Analysis of chromosomal positions of CpGs within each module (CpGchromosome)

Analysis of chromosomal positions of CpGs within each module (CpGchromosome)

We are interested in understanding the mechanisms behind the comethylation networks and what drives CpGs to become a part of one or another module. One of the hypotheses is chromosomal location: CpGs that belong to a comethylation module also belong to one chromosome and cluster within a chromosome. 

When I created chromosome counts of CpG coordinates for each module of a comethylation network I found that in quite a few modules CpGs come from a single chromosome:

Network

Total # of modules

# of modules with all CpGs from one chr.

# of modules with more than 50% from one chr.

Network

Total # of modules

# of modules with all CpGs from one chr.

# of modules with more than 50% from one chr.

mb

65

9

18

mbc

79

27

25

I also attempted to plot CpG locations from single-chromosome modules on that chromosome relative to all CpGs from that chromosome on the platform (this statement should be written in simpler English). Although my code seems to have some flaws and CpG frequencies per bin (I used 50k) sometimes seem higher than for the background (should not be the case) it is obvious from the plots that not only some modules are represented by a single chromosome, also: the CpGs cluster within that chromosome (some occupy the entire p or q arms of the chromosome). It is fun to see that chromosome X is covered completely (yellow module from the mb is especially representative (80% of it is X chromosome in both networks) but there are also some loci in the gold module (in the mb)).

mbc:

I also performed the hypergeometric test to calculate enrichment of loci in each module. I summarized the results as a heatmap (in this case multiple testing adjustment was done separately for each module rather than the entire list of modules. Each module membership was tested against each of 24 chromosomes).

The left side heatmap shows P values obtained in Cox proportional hazards model of patients survival with each single module (i.e. PC1) as a predictor.
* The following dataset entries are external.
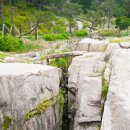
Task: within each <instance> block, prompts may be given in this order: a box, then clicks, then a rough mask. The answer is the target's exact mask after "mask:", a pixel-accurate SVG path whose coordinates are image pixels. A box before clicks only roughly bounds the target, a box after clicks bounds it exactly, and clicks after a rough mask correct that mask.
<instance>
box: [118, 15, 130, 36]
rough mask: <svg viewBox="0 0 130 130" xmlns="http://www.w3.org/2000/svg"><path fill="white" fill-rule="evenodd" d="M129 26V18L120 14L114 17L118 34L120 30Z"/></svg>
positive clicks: (124, 28) (129, 21)
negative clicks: (114, 17) (117, 28)
mask: <svg viewBox="0 0 130 130" xmlns="http://www.w3.org/2000/svg"><path fill="white" fill-rule="evenodd" d="M129 26H130V18H128V17H126V16H122V17H118V18H117V19H116V28H118V30H119V35H120V31H122V30H125V29H128V27H129Z"/></svg>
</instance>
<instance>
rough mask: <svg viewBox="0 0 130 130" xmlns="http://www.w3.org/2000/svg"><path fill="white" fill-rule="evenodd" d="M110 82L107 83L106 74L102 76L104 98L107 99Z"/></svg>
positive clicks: (102, 83) (102, 88) (102, 94)
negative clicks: (106, 81)
mask: <svg viewBox="0 0 130 130" xmlns="http://www.w3.org/2000/svg"><path fill="white" fill-rule="evenodd" d="M108 88H109V86H108V83H106V81H105V79H104V75H103V77H102V98H103V99H105V100H106V98H107V93H108Z"/></svg>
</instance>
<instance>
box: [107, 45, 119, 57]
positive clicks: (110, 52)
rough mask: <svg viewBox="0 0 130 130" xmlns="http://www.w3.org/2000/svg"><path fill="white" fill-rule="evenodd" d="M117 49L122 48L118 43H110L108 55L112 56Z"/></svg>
mask: <svg viewBox="0 0 130 130" xmlns="http://www.w3.org/2000/svg"><path fill="white" fill-rule="evenodd" d="M115 49H121V48H120V46H119V44H118V43H110V44H108V46H107V49H106V51H105V53H106V55H107V56H111V54H112V52H113V51H114V50H115Z"/></svg>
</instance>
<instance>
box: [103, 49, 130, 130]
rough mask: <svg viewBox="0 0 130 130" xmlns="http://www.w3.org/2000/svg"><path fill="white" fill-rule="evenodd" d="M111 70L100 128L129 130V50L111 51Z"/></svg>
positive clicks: (129, 64)
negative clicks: (106, 100) (104, 104)
mask: <svg viewBox="0 0 130 130" xmlns="http://www.w3.org/2000/svg"><path fill="white" fill-rule="evenodd" d="M111 62H112V72H111V78H110V84H109V91H108V96H107V101H106V103H105V107H104V114H103V121H102V127H101V130H130V123H129V122H130V105H129V104H130V93H129V92H130V79H129V77H130V50H128V49H119V50H115V51H113V53H112V57H111Z"/></svg>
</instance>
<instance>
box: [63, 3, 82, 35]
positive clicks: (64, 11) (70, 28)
mask: <svg viewBox="0 0 130 130" xmlns="http://www.w3.org/2000/svg"><path fill="white" fill-rule="evenodd" d="M82 12H83V10H82V6H81V5H79V4H77V3H70V2H66V3H65V4H64V6H63V8H62V15H63V16H65V17H66V18H67V19H68V21H69V32H70V33H72V27H73V25H74V19H76V17H77V16H79V15H80V14H81V13H82Z"/></svg>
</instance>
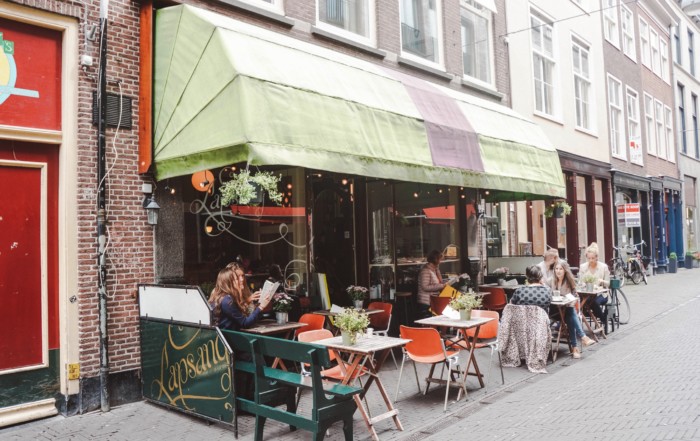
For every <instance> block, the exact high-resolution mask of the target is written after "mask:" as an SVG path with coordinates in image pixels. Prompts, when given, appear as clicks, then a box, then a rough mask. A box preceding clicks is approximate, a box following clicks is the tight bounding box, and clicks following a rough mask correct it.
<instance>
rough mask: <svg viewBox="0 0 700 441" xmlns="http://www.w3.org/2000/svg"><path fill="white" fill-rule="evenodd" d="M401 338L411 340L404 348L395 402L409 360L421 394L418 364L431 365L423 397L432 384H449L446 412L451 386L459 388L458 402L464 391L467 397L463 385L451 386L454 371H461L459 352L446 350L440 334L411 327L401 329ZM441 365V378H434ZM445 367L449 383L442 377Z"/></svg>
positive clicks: (395, 400)
mask: <svg viewBox="0 0 700 441" xmlns="http://www.w3.org/2000/svg"><path fill="white" fill-rule="evenodd" d="M400 334H401V338H405V339H409V340H411V341H410V342H409V343H407V344H406V346H404V348H403V350H404V357H403V360H401V370H400V371H399V381H398V384H397V385H396V396H395V397H394V402H396V401H397V400H398V398H399V390H401V375H402V374H403V366H404V363H405V362H406V360H407V359H410V360H412V361H413V372H414V373H415V374H416V385H417V386H418V392H420V382H419V381H418V370H417V369H416V363H426V364H430V365H431V366H430V373H429V374H428V377H427V378H426V379H425V381H426V385H425V392H423V395H425V394H427V393H428V388H430V383H431V382H435V383H441V384H442V383H445V382H446V383H447V386H446V388H445V405H444V410H445V411H447V397H448V395H449V392H450V387H451V386H458V387H459V394H458V395H457V400H458V401H459V399H460V398H461V395H462V391H464V396H465V397H466V396H467V391H466V390H465V389H464V387H463V386H462V385H459V384H457V385H454V384H451V381H452V379H453V378H452V376H453V374H454V371H455V370H457V369H459V360H458V358H457V354H458V353H459V351H448V350H446V349H445V343H444V342H443V340H442V338H441V337H440V333H439V332H437V330H436V329H433V328H412V327H409V326H403V325H401V327H400ZM438 363H440V364H442V372H441V373H440V378H434V377H433V371H434V370H435V366H436V365H437V364H438ZM445 367H447V381H445V380H443V379H442V377H443V376H444V374H445Z"/></svg>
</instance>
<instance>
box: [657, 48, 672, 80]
mask: <svg viewBox="0 0 700 441" xmlns="http://www.w3.org/2000/svg"><path fill="white" fill-rule="evenodd" d="M659 53H660V54H661V78H663V80H664V81H666V82H667V83H668V82H669V81H671V76H670V73H669V69H670V67H669V64H668V43H666V41H665V40H661V39H659Z"/></svg>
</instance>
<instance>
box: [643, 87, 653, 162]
mask: <svg viewBox="0 0 700 441" xmlns="http://www.w3.org/2000/svg"><path fill="white" fill-rule="evenodd" d="M644 126H645V129H646V130H645V133H644V134H645V135H646V137H647V152H648V153H649V154H650V155H656V136H655V135H654V98H652V97H651V96H649V95H647V94H646V93H645V94H644Z"/></svg>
There are three colored categories: red - P value is equal or less than 0.05, orange - P value is between 0.05 and 0.1, yellow - P value is more than 0.1. 
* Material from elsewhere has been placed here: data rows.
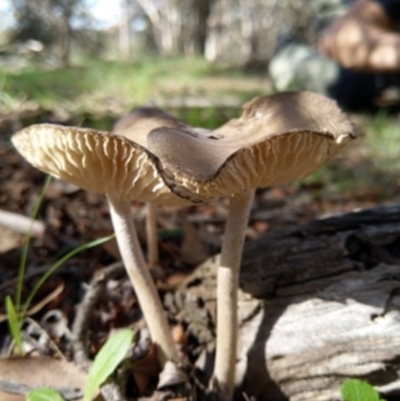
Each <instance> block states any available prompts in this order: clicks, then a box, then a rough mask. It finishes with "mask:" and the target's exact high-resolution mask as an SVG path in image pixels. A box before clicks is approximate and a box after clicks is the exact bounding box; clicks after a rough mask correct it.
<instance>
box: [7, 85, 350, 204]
mask: <svg viewBox="0 0 400 401" xmlns="http://www.w3.org/2000/svg"><path fill="white" fill-rule="evenodd" d="M154 110H156V111H154ZM135 113H136V114H135ZM149 116H150V117H151V118H149ZM160 126H162V127H161V128H160ZM132 127H136V129H133V128H132ZM154 127H155V129H152V128H154ZM151 129H152V130H151ZM148 130H151V131H150V133H148ZM351 138H354V133H353V127H352V125H351V123H350V122H349V120H348V119H347V117H346V116H345V115H344V114H342V113H341V111H340V110H339V108H338V107H337V105H336V103H335V102H333V101H332V100H329V99H327V98H325V97H323V96H320V95H317V94H314V93H311V92H288V93H282V94H278V95H273V96H268V97H260V98H256V99H254V100H253V101H251V102H249V103H247V104H246V105H245V106H244V108H243V113H242V116H241V117H240V118H238V119H233V120H230V121H229V122H228V123H226V124H225V125H223V126H222V127H220V128H219V129H217V130H215V131H213V132H209V131H204V130H203V131H199V130H195V129H192V128H190V127H188V126H187V125H185V124H184V123H182V122H180V121H178V120H176V119H174V118H173V117H171V116H169V115H168V114H166V113H164V112H162V111H160V110H158V109H150V110H149V109H141V111H139V112H134V113H131V115H130V116H129V115H128V117H127V119H125V121H124V119H122V120H121V121H120V123H119V125H118V124H117V125H116V127H114V131H113V133H111V134H110V133H106V132H101V131H97V130H91V129H83V128H76V127H62V126H57V125H51V124H41V125H33V126H31V127H28V128H26V129H23V130H22V131H20V132H18V133H17V134H15V135H14V136H13V138H12V142H13V143H14V145H15V147H16V148H17V149H18V150H19V152H20V153H21V154H22V155H23V156H24V157H25V158H26V159H27V160H28V161H29V162H30V163H31V164H33V165H34V166H35V167H37V168H38V169H40V170H42V171H44V172H46V173H49V174H51V175H53V176H56V177H59V178H63V179H65V180H67V181H69V182H72V183H73V184H76V185H78V186H79V187H82V188H84V189H87V190H92V191H97V192H103V193H108V194H114V195H115V196H118V197H120V198H121V199H125V200H128V199H136V200H139V201H142V202H156V203H159V204H165V205H187V204H189V203H196V202H205V201H207V200H209V198H212V197H217V196H224V195H231V194H234V193H239V192H241V191H243V190H245V189H248V188H256V187H264V186H267V185H274V184H284V183H288V182H291V181H293V180H296V179H299V178H302V177H304V176H305V175H307V174H308V173H310V172H311V171H313V170H314V169H316V168H317V167H319V166H321V165H322V164H324V163H325V162H326V161H328V160H329V159H331V158H332V157H333V156H334V155H335V154H336V153H337V152H338V151H339V150H340V149H341V148H342V147H343V146H344V145H345V144H346V143H347V142H348V141H349V140H350V139H351Z"/></svg>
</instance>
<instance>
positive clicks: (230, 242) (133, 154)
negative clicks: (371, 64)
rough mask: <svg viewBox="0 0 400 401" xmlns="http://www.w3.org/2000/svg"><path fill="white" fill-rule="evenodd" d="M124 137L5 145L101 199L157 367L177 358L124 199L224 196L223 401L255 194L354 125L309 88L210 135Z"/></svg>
mask: <svg viewBox="0 0 400 401" xmlns="http://www.w3.org/2000/svg"><path fill="white" fill-rule="evenodd" d="M141 123H143V121H142V122H141ZM163 125H164V123H163ZM129 132H130V131H129V130H127V131H126V132H123V131H122V130H121V131H118V133H119V134H118V135H115V134H114V135H110V134H107V133H104V132H100V131H95V130H88V129H81V128H65V127H59V126H54V125H49V124H43V125H36V126H32V127H30V128H26V129H24V130H22V131H20V132H19V133H17V134H15V135H14V136H13V138H12V141H13V143H14V145H15V146H16V147H17V149H18V150H19V151H20V153H22V155H23V156H24V157H25V158H26V159H27V160H28V161H30V162H31V163H32V164H33V165H34V166H36V167H37V168H39V169H41V170H43V171H45V172H48V173H50V174H52V175H55V176H56V177H60V178H64V179H66V180H68V181H70V182H72V183H74V184H76V185H78V186H81V187H83V188H85V189H88V190H94V191H98V192H104V193H106V194H107V197H108V199H109V203H110V213H111V217H112V220H113V223H114V227H115V231H116V236H117V241H118V244H119V247H120V250H121V256H122V258H123V261H124V263H125V266H126V268H127V271H128V274H129V276H130V278H131V281H132V284H133V286H134V288H135V290H136V293H137V296H138V299H139V302H140V304H141V306H142V310H143V314H144V316H145V319H146V321H147V323H148V326H149V330H150V334H151V336H152V339H153V341H154V342H155V343H156V344H157V345H158V346H159V349H160V359H161V361H162V362H165V361H166V360H167V359H169V360H176V351H175V347H174V345H173V342H172V339H171V335H170V332H169V329H168V326H167V321H166V318H165V316H164V314H163V312H162V305H161V302H160V300H159V299H158V297H157V293H156V289H155V286H154V284H153V282H152V280H151V278H150V275H149V272H148V270H147V269H146V267H145V264H144V259H143V256H142V253H141V250H140V248H139V244H138V241H137V236H136V232H135V230H134V226H133V223H132V220H131V218H130V203H129V202H130V200H131V199H137V200H139V201H142V202H152V203H159V204H166V205H168V204H170V205H173V204H175V205H182V206H184V205H188V204H192V203H199V202H207V201H209V200H210V199H212V198H216V197H221V196H229V199H230V202H229V212H228V219H227V223H226V228H225V234H224V238H223V243H222V250H221V258H220V266H219V267H218V277H217V286H218V289H217V350H216V363H215V369H214V374H213V385H215V386H216V389H217V391H218V392H219V396H220V398H223V399H226V400H229V399H230V398H231V397H232V394H233V386H234V374H235V360H236V347H237V329H238V328H237V312H236V308H237V288H238V281H239V267H240V260H241V254H242V249H243V243H244V238H245V228H246V225H247V220H248V216H249V211H250V206H251V201H252V198H253V195H254V191H255V189H256V188H258V187H266V186H270V185H279V184H285V183H289V182H291V181H294V180H297V179H300V178H302V177H304V176H306V175H307V174H309V173H310V172H312V171H313V170H315V169H316V168H318V167H319V166H321V165H323V164H324V163H326V162H327V161H328V160H329V159H331V158H332V157H333V156H335V155H336V154H337V152H338V151H339V150H340V149H342V148H343V147H344V146H345V145H346V144H347V143H348V142H349V141H350V140H351V139H353V138H354V137H355V135H354V132H353V127H352V125H351V123H350V122H349V120H348V119H347V117H346V116H345V115H344V114H342V113H341V111H340V110H339V108H338V107H337V105H336V103H335V102H333V101H332V100H329V99H327V98H325V97H323V96H321V95H317V94H313V93H311V92H287V93H281V94H277V95H272V96H269V97H259V98H256V99H254V100H252V101H251V102H249V103H247V104H246V105H245V106H244V108H243V112H242V115H241V117H240V118H238V119H232V120H230V121H228V122H227V123H226V124H225V125H223V126H222V127H220V128H219V129H217V130H215V131H212V132H210V131H207V130H199V129H194V128H191V127H188V126H186V125H185V124H183V123H179V124H177V125H176V124H175V123H174V124H172V126H165V125H164V126H163V127H158V128H155V129H152V130H151V131H150V132H149V133H147V132H146V130H143V131H142V132H143V134H142V135H139V136H137V135H134V137H133V136H132V137H130V136H131V135H133V134H132V133H129ZM139 175H140V178H139Z"/></svg>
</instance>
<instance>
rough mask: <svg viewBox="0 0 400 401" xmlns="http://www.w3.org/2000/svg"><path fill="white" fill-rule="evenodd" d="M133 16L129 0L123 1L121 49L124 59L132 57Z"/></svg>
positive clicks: (120, 41)
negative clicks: (132, 29) (131, 56)
mask: <svg viewBox="0 0 400 401" xmlns="http://www.w3.org/2000/svg"><path fill="white" fill-rule="evenodd" d="M130 24H131V18H130V11H129V0H122V1H121V17H120V22H119V51H120V55H121V59H122V60H129V59H130V57H131V48H132V45H131V26H130Z"/></svg>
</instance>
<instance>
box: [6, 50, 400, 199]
mask: <svg viewBox="0 0 400 401" xmlns="http://www.w3.org/2000/svg"><path fill="white" fill-rule="evenodd" d="M265 76H266V74H264V75H262V74H260V75H248V74H246V73H245V72H244V71H243V70H242V69H240V68H227V67H223V66H218V65H215V64H210V63H208V62H206V61H205V60H202V59H198V58H163V59H161V58H150V57H147V58H142V59H137V60H136V61H132V62H116V61H104V60H93V59H92V60H87V61H85V62H81V63H80V64H79V65H76V66H74V67H72V68H67V69H57V70H51V69H45V68H39V67H37V66H36V67H30V68H25V69H21V70H15V71H11V70H6V69H1V68H0V113H1V111H4V110H5V111H6V112H8V111H10V110H14V111H18V110H19V109H23V108H24V107H27V105H28V104H29V105H32V104H34V105H37V106H39V107H41V108H44V109H47V110H53V111H54V110H57V111H58V110H61V111H66V112H67V113H68V115H70V116H71V117H72V119H71V120H70V121H69V123H70V124H75V125H81V126H87V127H95V128H98V129H102V130H108V129H110V127H111V126H112V124H113V123H114V121H115V119H116V118H117V117H118V116H120V115H123V114H124V113H126V112H127V111H128V110H130V109H132V108H134V107H138V106H140V105H143V104H146V105H155V106H160V107H163V108H165V109H166V110H167V111H169V112H171V113H172V114H173V115H175V116H177V117H178V118H181V119H183V120H184V121H186V122H188V123H189V124H192V125H194V126H202V127H206V128H215V127H218V126H220V125H221V124H223V123H224V122H225V121H227V120H228V119H230V118H232V117H235V116H237V115H238V114H239V113H240V112H239V110H238V108H239V105H241V104H243V103H244V102H246V101H248V100H249V99H251V98H253V97H254V96H257V95H265V94H268V93H269V91H270V87H269V85H268V81H267V79H266V77H265ZM199 103H200V104H199ZM207 104H208V105H209V107H206V106H205V105H207ZM356 119H357V124H356V125H358V126H359V127H360V130H361V131H362V135H360V138H359V139H358V141H357V142H358V143H359V145H357V146H356V147H355V148H354V149H356V150H354V149H353V150H351V151H350V152H349V151H347V152H346V153H345V155H344V157H342V158H340V159H338V160H336V161H333V162H331V163H329V164H328V166H326V167H323V168H322V169H320V170H318V171H317V172H315V173H314V174H312V175H311V176H310V177H307V178H306V179H305V180H303V181H302V183H301V184H300V185H306V186H313V185H314V184H317V186H318V185H319V186H320V187H321V188H322V189H321V191H320V193H321V194H323V193H326V189H328V190H329V192H330V193H333V194H339V193H343V192H352V191H354V190H356V191H361V192H362V191H368V188H371V187H376V186H377V185H378V186H381V187H382V199H387V198H390V197H391V196H392V193H393V188H394V190H395V192H396V191H397V192H400V189H399V183H400V179H399V177H400V173H399V171H400V141H399V140H398V136H399V135H400V128H399V118H398V117H395V116H389V115H387V114H385V113H379V114H378V115H376V116H374V117H365V116H364V117H361V119H360V116H356ZM22 121H23V124H24V125H29V124H32V123H34V122H36V121H30V120H27V121H25V120H22ZM321 183H322V185H320V184H321ZM314 186H315V185H314ZM316 196H319V192H318V190H317V191H316Z"/></svg>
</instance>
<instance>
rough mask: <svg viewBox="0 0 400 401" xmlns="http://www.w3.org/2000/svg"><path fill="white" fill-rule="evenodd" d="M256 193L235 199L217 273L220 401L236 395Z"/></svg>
mask: <svg viewBox="0 0 400 401" xmlns="http://www.w3.org/2000/svg"><path fill="white" fill-rule="evenodd" d="M253 197H254V190H253V189H251V190H248V191H245V192H242V193H240V194H236V195H233V196H231V198H230V201H229V210H228V219H227V222H226V226H225V233H224V238H223V242H222V250H221V260H220V265H219V267H218V274H217V340H216V341H217V345H216V356H215V366H214V375H213V380H214V383H215V384H216V386H217V391H218V393H219V398H220V399H222V400H225V401H227V400H230V399H232V396H233V390H234V380H235V366H236V352H237V337H238V336H237V331H238V318H237V291H238V286H239V270H240V262H241V257H242V251H243V244H244V240H245V232H246V227H247V224H248V218H249V214H250V206H251V203H252V200H253Z"/></svg>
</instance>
Interesting thing: the platform does have some CpGs on Y chromosome. Some modules  (besides the grey one) include these CpGs: brown, honeydew, turquoise, yellow in mb and blue, green, turquoise, yellow in mbc. What does it mean? Crosshybridization? Here is a paper that discusses this phenomenon with Illumina's methylation arrays. Something to think about.
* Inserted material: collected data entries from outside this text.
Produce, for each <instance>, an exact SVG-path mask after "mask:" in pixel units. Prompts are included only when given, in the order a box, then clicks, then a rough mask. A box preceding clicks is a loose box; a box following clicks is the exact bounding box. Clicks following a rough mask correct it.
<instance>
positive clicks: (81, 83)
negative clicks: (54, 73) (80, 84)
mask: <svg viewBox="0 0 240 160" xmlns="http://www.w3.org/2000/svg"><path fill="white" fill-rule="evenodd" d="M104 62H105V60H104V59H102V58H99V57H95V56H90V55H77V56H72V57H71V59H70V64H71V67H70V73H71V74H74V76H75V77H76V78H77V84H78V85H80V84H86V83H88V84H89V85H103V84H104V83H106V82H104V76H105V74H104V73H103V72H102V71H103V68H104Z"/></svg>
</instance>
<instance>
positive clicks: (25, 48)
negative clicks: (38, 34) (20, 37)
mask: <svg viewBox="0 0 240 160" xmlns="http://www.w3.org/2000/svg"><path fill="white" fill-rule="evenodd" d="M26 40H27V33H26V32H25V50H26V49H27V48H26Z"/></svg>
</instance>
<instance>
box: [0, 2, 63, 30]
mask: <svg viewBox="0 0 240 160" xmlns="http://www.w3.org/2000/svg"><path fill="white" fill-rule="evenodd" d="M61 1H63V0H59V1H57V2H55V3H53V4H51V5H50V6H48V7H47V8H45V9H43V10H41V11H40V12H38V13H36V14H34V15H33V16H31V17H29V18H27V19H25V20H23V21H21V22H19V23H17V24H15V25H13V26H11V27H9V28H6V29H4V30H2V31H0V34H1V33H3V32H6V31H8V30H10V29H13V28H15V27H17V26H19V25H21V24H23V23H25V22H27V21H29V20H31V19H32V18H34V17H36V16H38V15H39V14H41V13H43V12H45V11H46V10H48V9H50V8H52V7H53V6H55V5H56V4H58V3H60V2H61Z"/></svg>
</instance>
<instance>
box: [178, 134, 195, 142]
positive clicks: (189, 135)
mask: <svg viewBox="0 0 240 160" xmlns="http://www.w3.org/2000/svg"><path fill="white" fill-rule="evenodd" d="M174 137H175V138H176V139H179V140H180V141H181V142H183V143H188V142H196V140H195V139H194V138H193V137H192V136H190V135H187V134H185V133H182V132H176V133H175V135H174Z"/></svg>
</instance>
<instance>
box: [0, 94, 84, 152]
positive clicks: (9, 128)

To do things: fix the CpG density plots. Xia suggested to use her code:

####function to generate bins and counts within bins gnrt.bin.count <- function(data.set, coord.col,  x.min, x.max, x.incr) {  x <- data.set  y <- 0  x.cuts <- floor((x.max-x.min)/x.incr)  x.pos <- cbind(seq(x.min,x.max,x.incr), seq(x.min,x.max,x.incr) + x.incr)  y <- apply(x.pos, 1, FUN=function(x,y) { length(y\[y>=x\[1\] & y < x\[2\]\]) } , x[,coord.col])    return(cbind(x.pos, as.numeric(unlist(y)))) } ##do this for module loci then for all loci ##plot normalized count: module loci bin counts/all loci bin counts

lt would be also interesting to take a chromosome and plot CpGs from several modules (in different colors) on it to see whether and how they overlap.